The angle of depression of the top of a building from the top of a tower is $45^{\circ}$ and that of the base of the building from the top of the tower is $60^{\circ}$. If the height of the building is $7 \, m$,find the height of the tower.

(16.56 M) Let the height of the tower be $H$ and the height of the building be $h = 7 \, m$. Let the distance between the tower and the building be $x$.
From the top of the tower,the angle of depression to the top of the building is $45^{\circ}$,so the angle of elevation from the top of the building to the top of the tower is $45^{\circ}$. Thus,$\tan(45^{\circ}) = \frac{H - 7}{x} \implies 1 = \frac{H - 7}{x} \implies x = H - 7$.
From the top of the tower,the angle of depression to the base of the building is $60^{\circ}$,so the angle of elevation from the base of the building to the top of the tower is $60^{\circ}$. Thus,$\tan(60^{\circ}) = \frac{H}{x} \implies \sqrt{3} = \frac{H}{x} \implies x = \frac{H}{\sqrt{3}}$.
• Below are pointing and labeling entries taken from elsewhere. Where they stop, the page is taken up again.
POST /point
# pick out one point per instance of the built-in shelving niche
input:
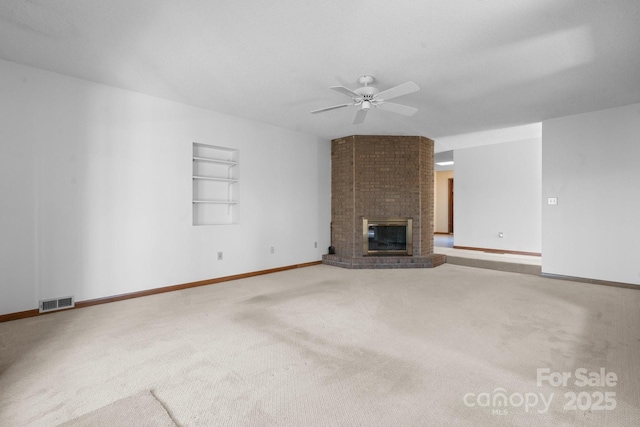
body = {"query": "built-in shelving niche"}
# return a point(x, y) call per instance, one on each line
point(216, 185)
Equating the two expressions for $x$: $H - 7 = \frac{H}{\sqrt{3}}$.
$H\sqrt{3} - 7\sqrt{3} = H \implies H(\sqrt{3} - 1) = 7\sqrt{3}$.
$H = \frac{7\sqrt{3}}{\sqrt{3} - 1} = \frac{7\sqrt{3}(\sqrt{3} + 1)}{3 - 1} = \frac{7(3 + \sqrt{3})}{2} = \frac{7(3 + 1.732)}{2} = \frac{7(4.732)}{2} = 7 \times 2.366 = 16.562 \, m$.